Andy Greenberg, G.F. Data’s CEO, recently penned an article “Where Have all the Sellers Gone?” shining a spotlight on the lackluster volume in middle market business sales. His ultimate point was many middle market business owners don’t find the need to sell, instead choosing to continue to run their businesses long after the typical age of retirement and continue investing in the business and industry they know best, resulting in low inventory of companies on the auction block.
This may be only part of the story. This premise focuses on closed transactions and does not take into account the total pool of middle market businesses for sale today. Maybe the questions shouldn’t be “where have all the sellers gone?”…but rather what buttons need to be pushed for middle market business buyers to say “I’ll take it?”

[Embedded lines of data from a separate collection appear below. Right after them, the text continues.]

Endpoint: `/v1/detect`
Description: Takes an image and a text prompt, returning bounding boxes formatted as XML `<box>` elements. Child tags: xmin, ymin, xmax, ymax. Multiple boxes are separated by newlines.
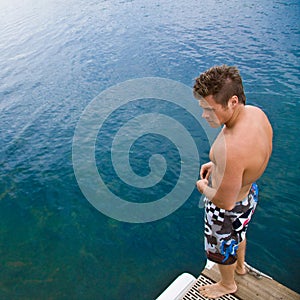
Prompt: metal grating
<box><xmin>181</xmin><ymin>274</ymin><xmax>240</xmax><ymax>300</ymax></box>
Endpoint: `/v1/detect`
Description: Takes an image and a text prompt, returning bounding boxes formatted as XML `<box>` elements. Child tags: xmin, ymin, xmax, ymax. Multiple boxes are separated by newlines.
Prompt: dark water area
<box><xmin>0</xmin><ymin>0</ymin><xmax>299</xmax><ymax>299</ymax></box>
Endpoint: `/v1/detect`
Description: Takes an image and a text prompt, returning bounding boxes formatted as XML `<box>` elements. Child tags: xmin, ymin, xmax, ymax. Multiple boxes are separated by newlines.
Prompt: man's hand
<box><xmin>200</xmin><ymin>161</ymin><xmax>214</xmax><ymax>180</ymax></box>
<box><xmin>196</xmin><ymin>179</ymin><xmax>209</xmax><ymax>194</ymax></box>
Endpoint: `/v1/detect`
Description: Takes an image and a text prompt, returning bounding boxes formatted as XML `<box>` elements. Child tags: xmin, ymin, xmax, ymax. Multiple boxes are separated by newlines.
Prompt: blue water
<box><xmin>1</xmin><ymin>0</ymin><xmax>300</xmax><ymax>299</ymax></box>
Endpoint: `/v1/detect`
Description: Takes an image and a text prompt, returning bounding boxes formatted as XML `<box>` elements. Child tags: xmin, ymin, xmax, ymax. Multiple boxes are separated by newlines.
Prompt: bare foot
<box><xmin>198</xmin><ymin>282</ymin><xmax>237</xmax><ymax>299</ymax></box>
<box><xmin>235</xmin><ymin>265</ymin><xmax>247</xmax><ymax>275</ymax></box>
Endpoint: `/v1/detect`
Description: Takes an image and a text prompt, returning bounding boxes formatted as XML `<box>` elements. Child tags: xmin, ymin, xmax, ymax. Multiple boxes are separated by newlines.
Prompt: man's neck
<box><xmin>225</xmin><ymin>104</ymin><xmax>245</xmax><ymax>129</ymax></box>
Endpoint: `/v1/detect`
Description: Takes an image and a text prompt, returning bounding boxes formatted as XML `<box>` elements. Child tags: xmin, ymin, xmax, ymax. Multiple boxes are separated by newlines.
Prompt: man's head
<box><xmin>193</xmin><ymin>65</ymin><xmax>246</xmax><ymax>127</ymax></box>
<box><xmin>193</xmin><ymin>65</ymin><xmax>246</xmax><ymax>107</ymax></box>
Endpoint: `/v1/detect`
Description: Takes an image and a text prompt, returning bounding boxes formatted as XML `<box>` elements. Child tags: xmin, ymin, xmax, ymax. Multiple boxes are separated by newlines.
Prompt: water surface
<box><xmin>0</xmin><ymin>0</ymin><xmax>299</xmax><ymax>299</ymax></box>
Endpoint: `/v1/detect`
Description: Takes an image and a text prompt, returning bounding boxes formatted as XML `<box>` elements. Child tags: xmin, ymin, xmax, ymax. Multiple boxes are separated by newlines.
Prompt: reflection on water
<box><xmin>0</xmin><ymin>0</ymin><xmax>299</xmax><ymax>298</ymax></box>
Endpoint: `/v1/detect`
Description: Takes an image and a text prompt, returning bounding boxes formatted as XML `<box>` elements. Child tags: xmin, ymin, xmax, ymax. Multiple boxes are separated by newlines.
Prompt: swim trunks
<box><xmin>204</xmin><ymin>183</ymin><xmax>259</xmax><ymax>265</ymax></box>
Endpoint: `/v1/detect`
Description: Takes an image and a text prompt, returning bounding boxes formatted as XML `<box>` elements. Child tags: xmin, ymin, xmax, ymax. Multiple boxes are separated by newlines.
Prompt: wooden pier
<box><xmin>199</xmin><ymin>263</ymin><xmax>300</xmax><ymax>300</ymax></box>
<box><xmin>157</xmin><ymin>261</ymin><xmax>300</xmax><ymax>300</ymax></box>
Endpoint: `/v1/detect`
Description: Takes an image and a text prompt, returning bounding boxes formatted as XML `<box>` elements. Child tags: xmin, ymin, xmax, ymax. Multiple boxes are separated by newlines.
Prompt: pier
<box><xmin>157</xmin><ymin>261</ymin><xmax>300</xmax><ymax>300</ymax></box>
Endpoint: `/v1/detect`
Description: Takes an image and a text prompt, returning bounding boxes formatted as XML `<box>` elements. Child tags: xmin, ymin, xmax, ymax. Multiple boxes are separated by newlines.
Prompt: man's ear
<box><xmin>229</xmin><ymin>95</ymin><xmax>239</xmax><ymax>107</ymax></box>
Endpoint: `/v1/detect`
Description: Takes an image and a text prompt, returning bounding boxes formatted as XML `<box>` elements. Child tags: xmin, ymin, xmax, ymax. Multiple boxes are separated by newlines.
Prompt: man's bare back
<box><xmin>210</xmin><ymin>105</ymin><xmax>273</xmax><ymax>204</ymax></box>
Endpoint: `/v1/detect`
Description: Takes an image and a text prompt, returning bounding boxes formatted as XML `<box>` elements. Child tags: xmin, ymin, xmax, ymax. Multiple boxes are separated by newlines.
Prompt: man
<box><xmin>194</xmin><ymin>65</ymin><xmax>273</xmax><ymax>299</ymax></box>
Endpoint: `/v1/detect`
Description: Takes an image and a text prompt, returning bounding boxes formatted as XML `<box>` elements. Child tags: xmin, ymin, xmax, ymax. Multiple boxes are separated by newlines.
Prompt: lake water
<box><xmin>0</xmin><ymin>0</ymin><xmax>299</xmax><ymax>299</ymax></box>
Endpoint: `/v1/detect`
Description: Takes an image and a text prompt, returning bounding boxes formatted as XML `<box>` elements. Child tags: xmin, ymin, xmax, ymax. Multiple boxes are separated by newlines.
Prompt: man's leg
<box><xmin>199</xmin><ymin>263</ymin><xmax>237</xmax><ymax>299</ymax></box>
<box><xmin>235</xmin><ymin>239</ymin><xmax>247</xmax><ymax>275</ymax></box>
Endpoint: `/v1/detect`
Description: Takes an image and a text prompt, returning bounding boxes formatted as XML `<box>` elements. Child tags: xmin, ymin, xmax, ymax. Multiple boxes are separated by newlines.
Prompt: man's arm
<box><xmin>197</xmin><ymin>141</ymin><xmax>244</xmax><ymax>210</ymax></box>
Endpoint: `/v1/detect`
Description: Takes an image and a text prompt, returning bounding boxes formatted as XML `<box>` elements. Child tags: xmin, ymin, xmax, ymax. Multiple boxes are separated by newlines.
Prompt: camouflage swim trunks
<box><xmin>204</xmin><ymin>183</ymin><xmax>259</xmax><ymax>265</ymax></box>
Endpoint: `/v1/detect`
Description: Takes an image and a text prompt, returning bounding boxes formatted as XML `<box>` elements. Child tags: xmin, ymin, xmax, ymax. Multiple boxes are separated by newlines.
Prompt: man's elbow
<box><xmin>212</xmin><ymin>195</ymin><xmax>236</xmax><ymax>211</ymax></box>
<box><xmin>217</xmin><ymin>202</ymin><xmax>235</xmax><ymax>211</ymax></box>
<box><xmin>223</xmin><ymin>203</ymin><xmax>235</xmax><ymax>211</ymax></box>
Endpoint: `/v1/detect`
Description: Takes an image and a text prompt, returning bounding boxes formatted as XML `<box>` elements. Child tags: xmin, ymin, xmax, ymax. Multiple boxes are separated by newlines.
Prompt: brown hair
<box><xmin>193</xmin><ymin>65</ymin><xmax>246</xmax><ymax>106</ymax></box>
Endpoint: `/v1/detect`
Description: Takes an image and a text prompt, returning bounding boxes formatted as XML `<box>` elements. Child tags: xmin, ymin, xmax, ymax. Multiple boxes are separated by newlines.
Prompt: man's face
<box><xmin>198</xmin><ymin>95</ymin><xmax>228</xmax><ymax>128</ymax></box>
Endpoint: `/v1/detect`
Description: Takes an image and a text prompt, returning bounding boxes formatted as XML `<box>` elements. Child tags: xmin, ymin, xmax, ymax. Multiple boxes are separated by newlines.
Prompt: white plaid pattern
<box><xmin>205</xmin><ymin>200</ymin><xmax>225</xmax><ymax>222</ymax></box>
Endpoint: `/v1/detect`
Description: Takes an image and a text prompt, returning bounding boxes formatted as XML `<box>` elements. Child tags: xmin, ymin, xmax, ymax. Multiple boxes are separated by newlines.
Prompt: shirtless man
<box><xmin>194</xmin><ymin>65</ymin><xmax>273</xmax><ymax>299</ymax></box>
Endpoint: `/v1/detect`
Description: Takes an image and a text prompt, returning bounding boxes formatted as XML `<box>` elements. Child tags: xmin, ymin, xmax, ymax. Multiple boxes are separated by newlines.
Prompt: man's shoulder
<box><xmin>245</xmin><ymin>105</ymin><xmax>267</xmax><ymax>119</ymax></box>
<box><xmin>244</xmin><ymin>105</ymin><xmax>272</xmax><ymax>132</ymax></box>
<box><xmin>245</xmin><ymin>105</ymin><xmax>266</xmax><ymax>116</ymax></box>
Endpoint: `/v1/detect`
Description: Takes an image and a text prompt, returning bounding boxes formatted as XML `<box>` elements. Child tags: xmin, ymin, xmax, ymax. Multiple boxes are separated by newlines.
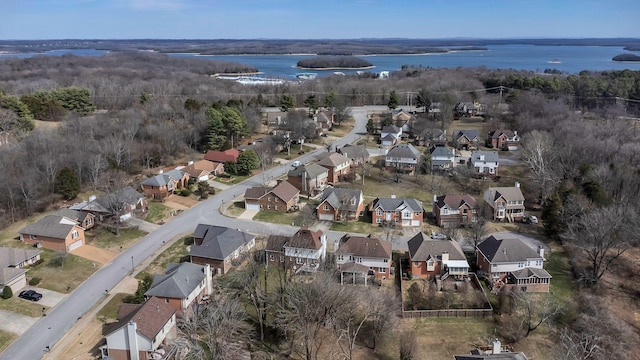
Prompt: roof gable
<box><xmin>407</xmin><ymin>232</ymin><xmax>467</xmax><ymax>262</ymax></box>
<box><xmin>109</xmin><ymin>296</ymin><xmax>175</xmax><ymax>340</ymax></box>
<box><xmin>0</xmin><ymin>247</ymin><xmax>42</xmax><ymax>267</ymax></box>
<box><xmin>270</xmin><ymin>181</ymin><xmax>300</xmax><ymax>202</ymax></box>
<box><xmin>19</xmin><ymin>215</ymin><xmax>81</xmax><ymax>239</ymax></box>
<box><xmin>145</xmin><ymin>262</ymin><xmax>205</xmax><ymax>298</ymax></box>
<box><xmin>387</xmin><ymin>143</ymin><xmax>420</xmax><ymax>158</ymax></box>
<box><xmin>435</xmin><ymin>194</ymin><xmax>477</xmax><ymax>209</ymax></box>
<box><xmin>477</xmin><ymin>235</ymin><xmax>542</xmax><ymax>263</ymax></box>
<box><xmin>370</xmin><ymin>198</ymin><xmax>423</xmax><ymax>212</ymax></box>
<box><xmin>318</xmin><ymin>152</ymin><xmax>350</xmax><ymax>168</ymax></box>
<box><xmin>190</xmin><ymin>224</ymin><xmax>255</xmax><ymax>260</ymax></box>
<box><xmin>336</xmin><ymin>234</ymin><xmax>392</xmax><ymax>259</ymax></box>
<box><xmin>285</xmin><ymin>228</ymin><xmax>324</xmax><ymax>250</ymax></box>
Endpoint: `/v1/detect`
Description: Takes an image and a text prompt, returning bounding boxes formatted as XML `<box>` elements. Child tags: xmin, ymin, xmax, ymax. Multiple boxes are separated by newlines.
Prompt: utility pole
<box><xmin>131</xmin><ymin>256</ymin><xmax>134</xmax><ymax>275</ymax></box>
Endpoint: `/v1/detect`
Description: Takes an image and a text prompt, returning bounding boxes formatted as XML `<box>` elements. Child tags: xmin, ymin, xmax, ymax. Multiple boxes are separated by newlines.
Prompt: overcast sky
<box><xmin>1</xmin><ymin>0</ymin><xmax>638</xmax><ymax>40</ymax></box>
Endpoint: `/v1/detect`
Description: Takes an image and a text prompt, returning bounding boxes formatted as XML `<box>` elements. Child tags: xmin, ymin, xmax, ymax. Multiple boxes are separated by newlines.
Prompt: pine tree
<box><xmin>55</xmin><ymin>167</ymin><xmax>80</xmax><ymax>201</ymax></box>
<box><xmin>387</xmin><ymin>90</ymin><xmax>399</xmax><ymax>110</ymax></box>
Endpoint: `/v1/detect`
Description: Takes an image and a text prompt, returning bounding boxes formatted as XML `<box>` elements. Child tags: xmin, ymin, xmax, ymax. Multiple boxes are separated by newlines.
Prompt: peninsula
<box><xmin>296</xmin><ymin>56</ymin><xmax>374</xmax><ymax>70</ymax></box>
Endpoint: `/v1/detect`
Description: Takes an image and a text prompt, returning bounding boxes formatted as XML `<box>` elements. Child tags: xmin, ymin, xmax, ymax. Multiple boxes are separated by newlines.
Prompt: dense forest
<box><xmin>296</xmin><ymin>56</ymin><xmax>373</xmax><ymax>69</ymax></box>
<box><xmin>613</xmin><ymin>53</ymin><xmax>640</xmax><ymax>61</ymax></box>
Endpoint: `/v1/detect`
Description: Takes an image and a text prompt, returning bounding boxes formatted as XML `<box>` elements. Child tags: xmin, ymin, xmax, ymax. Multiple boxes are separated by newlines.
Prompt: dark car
<box><xmin>18</xmin><ymin>290</ymin><xmax>42</xmax><ymax>301</ymax></box>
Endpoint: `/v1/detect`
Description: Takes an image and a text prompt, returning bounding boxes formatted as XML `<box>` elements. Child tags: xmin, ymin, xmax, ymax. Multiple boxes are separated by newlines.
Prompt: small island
<box><xmin>296</xmin><ymin>56</ymin><xmax>374</xmax><ymax>70</ymax></box>
<box><xmin>612</xmin><ymin>54</ymin><xmax>640</xmax><ymax>62</ymax></box>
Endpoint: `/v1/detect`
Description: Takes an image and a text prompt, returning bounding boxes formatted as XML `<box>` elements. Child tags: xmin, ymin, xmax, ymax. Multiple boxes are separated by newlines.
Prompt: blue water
<box><xmin>1</xmin><ymin>45</ymin><xmax>638</xmax><ymax>77</ymax></box>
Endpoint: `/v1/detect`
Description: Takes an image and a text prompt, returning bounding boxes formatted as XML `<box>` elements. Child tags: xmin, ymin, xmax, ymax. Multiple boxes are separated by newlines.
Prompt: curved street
<box><xmin>0</xmin><ymin>106</ymin><xmax>386</xmax><ymax>360</ymax></box>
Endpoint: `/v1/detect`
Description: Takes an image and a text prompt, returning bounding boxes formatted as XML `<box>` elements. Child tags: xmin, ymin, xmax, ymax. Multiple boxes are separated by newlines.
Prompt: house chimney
<box><xmin>442</xmin><ymin>251</ymin><xmax>449</xmax><ymax>263</ymax></box>
<box><xmin>433</xmin><ymin>194</ymin><xmax>437</xmax><ymax>203</ymax></box>
<box><xmin>89</xmin><ymin>195</ymin><xmax>97</xmax><ymax>202</ymax></box>
<box><xmin>513</xmin><ymin>130</ymin><xmax>518</xmax><ymax>136</ymax></box>
<box><xmin>127</xmin><ymin>322</ymin><xmax>140</xmax><ymax>360</ymax></box>
<box><xmin>479</xmin><ymin>154</ymin><xmax>485</xmax><ymax>161</ymax></box>
<box><xmin>515</xmin><ymin>181</ymin><xmax>520</xmax><ymax>188</ymax></box>
<box><xmin>391</xmin><ymin>194</ymin><xmax>396</xmax><ymax>199</ymax></box>
<box><xmin>538</xmin><ymin>245</ymin><xmax>545</xmax><ymax>258</ymax></box>
<box><xmin>188</xmin><ymin>160</ymin><xmax>194</xmax><ymax>165</ymax></box>
<box><xmin>158</xmin><ymin>169</ymin><xmax>164</xmax><ymax>174</ymax></box>
<box><xmin>492</xmin><ymin>339</ymin><xmax>501</xmax><ymax>354</ymax></box>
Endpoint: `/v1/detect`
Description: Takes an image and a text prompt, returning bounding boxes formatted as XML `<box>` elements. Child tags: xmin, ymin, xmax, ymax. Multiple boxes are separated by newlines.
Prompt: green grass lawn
<box><xmin>97</xmin><ymin>293</ymin><xmax>129</xmax><ymax>321</ymax></box>
<box><xmin>214</xmin><ymin>174</ymin><xmax>252</xmax><ymax>185</ymax></box>
<box><xmin>144</xmin><ymin>202</ymin><xmax>171</xmax><ymax>224</ymax></box>
<box><xmin>253</xmin><ymin>210</ymin><xmax>299</xmax><ymax>225</ymax></box>
<box><xmin>0</xmin><ymin>296</ymin><xmax>49</xmax><ymax>317</ymax></box>
<box><xmin>225</xmin><ymin>201</ymin><xmax>246</xmax><ymax>217</ymax></box>
<box><xmin>140</xmin><ymin>236</ymin><xmax>191</xmax><ymax>276</ymax></box>
<box><xmin>27</xmin><ymin>249</ymin><xmax>98</xmax><ymax>293</ymax></box>
<box><xmin>546</xmin><ymin>244</ymin><xmax>575</xmax><ymax>302</ymax></box>
<box><xmin>85</xmin><ymin>226</ymin><xmax>147</xmax><ymax>251</ymax></box>
<box><xmin>0</xmin><ymin>330</ymin><xmax>17</xmax><ymax>354</ymax></box>
<box><xmin>329</xmin><ymin>214</ymin><xmax>378</xmax><ymax>234</ymax></box>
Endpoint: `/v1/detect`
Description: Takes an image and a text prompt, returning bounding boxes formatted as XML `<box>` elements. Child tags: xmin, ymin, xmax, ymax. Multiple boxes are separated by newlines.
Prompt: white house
<box><xmin>385</xmin><ymin>143</ymin><xmax>420</xmax><ymax>172</ymax></box>
<box><xmin>336</xmin><ymin>234</ymin><xmax>393</xmax><ymax>282</ymax></box>
<box><xmin>380</xmin><ymin>125</ymin><xmax>402</xmax><ymax>146</ymax></box>
<box><xmin>471</xmin><ymin>150</ymin><xmax>500</xmax><ymax>176</ymax></box>
<box><xmin>282</xmin><ymin>228</ymin><xmax>327</xmax><ymax>272</ymax></box>
<box><xmin>430</xmin><ymin>146</ymin><xmax>456</xmax><ymax>171</ymax></box>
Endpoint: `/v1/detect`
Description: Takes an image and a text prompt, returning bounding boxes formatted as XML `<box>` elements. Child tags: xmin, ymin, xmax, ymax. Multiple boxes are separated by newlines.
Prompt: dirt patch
<box><xmin>71</xmin><ymin>244</ymin><xmax>118</xmax><ymax>264</ymax></box>
<box><xmin>49</xmin><ymin>318</ymin><xmax>104</xmax><ymax>360</ymax></box>
<box><xmin>164</xmin><ymin>194</ymin><xmax>198</xmax><ymax>210</ymax></box>
<box><xmin>600</xmin><ymin>247</ymin><xmax>640</xmax><ymax>339</ymax></box>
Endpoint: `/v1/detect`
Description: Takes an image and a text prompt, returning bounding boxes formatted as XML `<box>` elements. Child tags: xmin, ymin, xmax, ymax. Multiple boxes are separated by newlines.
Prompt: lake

We know that above average performing companies with management continuity plans post sale tend to reap higher valuation rewards. But what hasn’t been clear is how many middle market companies on the market today aren’t being sold because they just don’t hit all the buttons. Private equity firms review marketing materials on hundreds of companies each year, yet select very few for their own portfolios. So what about those companies with less than above-average financials…what happens to them? The business may indeed sell, but likely not at the asking price. Or, the business may sell to a different type of buyer. Strategic buyers, management buy outs and employee stock ownership plans all fill a nice niche when private equity buyers do not come knocking. Then again, the business sale may be put on hold while the company is “revitalized.” Given sufficient time and resources, this may be the best strategy to prepare a business for sale in the hopes that when it does go to market, all the buttons are pushed regardless of the buyer.